Hatay’ın adının kaynağına ilişkin ilk bilgiler, MÖ 1200’de başlayan Geç Hitit Prenslikleri Dönemi’ne tarihlenmektedir. Bu dönemde, Amik Ovası’ndaki Hitit Prenslikleri’nin birleşerek Hatteia Krallığı adını aldıkları bilinmekte, Hatay adının da buradan geldiği sanılmaktadır. Yöreye bu adı, 1936’da Atatürk vermiştir.

Bursa’nın Antikçağ’lardaki adı “Prusa”dır. Bugünkü ismi de buradan gelir. Şehrin genellikle Bitinya krallarından Prusias tarafından kurulduğu kabul edilir.

İslâmi kaynaklarda Hadrianopolis’ten bozma “Edrenos”, “Edrenaboli” tarzında yazıldığı gibi I. Murat zamanında “Edrene” imlâsı benimsendi ve uzun süre bu şekilde yazıldıktan sonra muhtemelen 18. yüzyıldan itibaren “Edirne” olarak söylenmeye başlandı.

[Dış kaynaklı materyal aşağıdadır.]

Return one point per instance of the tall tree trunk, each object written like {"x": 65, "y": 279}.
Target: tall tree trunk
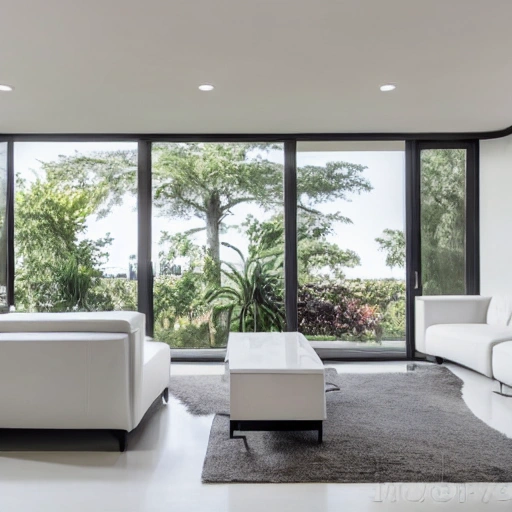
{"x": 213, "y": 216}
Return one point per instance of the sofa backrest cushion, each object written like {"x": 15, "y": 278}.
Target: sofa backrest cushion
{"x": 500, "y": 310}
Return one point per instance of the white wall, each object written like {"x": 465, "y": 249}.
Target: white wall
{"x": 496, "y": 216}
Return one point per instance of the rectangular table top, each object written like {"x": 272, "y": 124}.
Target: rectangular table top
{"x": 272, "y": 352}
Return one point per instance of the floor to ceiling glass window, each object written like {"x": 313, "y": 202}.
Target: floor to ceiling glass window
{"x": 351, "y": 245}
{"x": 75, "y": 226}
{"x": 3, "y": 226}
{"x": 443, "y": 221}
{"x": 218, "y": 241}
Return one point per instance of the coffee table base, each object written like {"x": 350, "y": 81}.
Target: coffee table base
{"x": 276, "y": 426}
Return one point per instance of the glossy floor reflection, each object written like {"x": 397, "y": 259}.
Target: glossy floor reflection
{"x": 162, "y": 469}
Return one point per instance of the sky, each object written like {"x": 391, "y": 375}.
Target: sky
{"x": 371, "y": 212}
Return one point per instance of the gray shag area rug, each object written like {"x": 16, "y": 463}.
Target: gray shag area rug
{"x": 383, "y": 427}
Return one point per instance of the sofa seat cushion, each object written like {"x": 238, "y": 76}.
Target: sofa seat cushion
{"x": 502, "y": 362}
{"x": 467, "y": 344}
{"x": 500, "y": 310}
{"x": 157, "y": 371}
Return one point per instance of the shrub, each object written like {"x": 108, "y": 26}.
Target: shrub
{"x": 329, "y": 310}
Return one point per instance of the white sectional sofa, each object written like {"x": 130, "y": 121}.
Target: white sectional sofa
{"x": 473, "y": 331}
{"x": 79, "y": 371}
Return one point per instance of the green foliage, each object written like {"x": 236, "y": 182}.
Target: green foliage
{"x": 368, "y": 309}
{"x": 329, "y": 310}
{"x": 392, "y": 242}
{"x": 252, "y": 294}
{"x": 110, "y": 294}
{"x": 194, "y": 334}
{"x": 316, "y": 256}
{"x": 443, "y": 188}
{"x": 55, "y": 270}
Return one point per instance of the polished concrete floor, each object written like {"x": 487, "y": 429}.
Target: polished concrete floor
{"x": 162, "y": 470}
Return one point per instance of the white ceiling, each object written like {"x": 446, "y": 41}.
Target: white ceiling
{"x": 279, "y": 66}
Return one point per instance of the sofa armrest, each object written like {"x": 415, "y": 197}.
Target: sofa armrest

Plinius’a göre İstanbul’un bilinen en eski adı “Lygos”tur. MÖ 660’ta kurulan Byzantion kentinin adı ise koloni kurucusu, Trak kökenli Byzas’a dayanmaktadır. Roma İmparatoru Büyük Konstantinus’a değin kent, aynı adla anıldı. İmparator Konstantinus’un ölümünden sonra, bu imparatorun onuruna, kente “Konstantinopolis” dendi. Ancak kent, uzun süre yalnızca “polis” (kent) sözcüğüyle anıldı. Günlük konuşmada sık sık kullanılan eis ten polin (Yunanca’da “kentte” ya da “kente”) biçimindeki cümlecik, Osmanlı Dönemi’nde Stimbol, Estanbol, İstambol gibi değişimler geçirdikten sonra İstanbul’a dönüştü.

Bugünkü Sivas adının da “Sebastia”dan kaynaklandığı sanılmaktadır. Sebastia ise Agusta’nın karşılığı olup “İmparatorun Kenti” anlamına geliyordu.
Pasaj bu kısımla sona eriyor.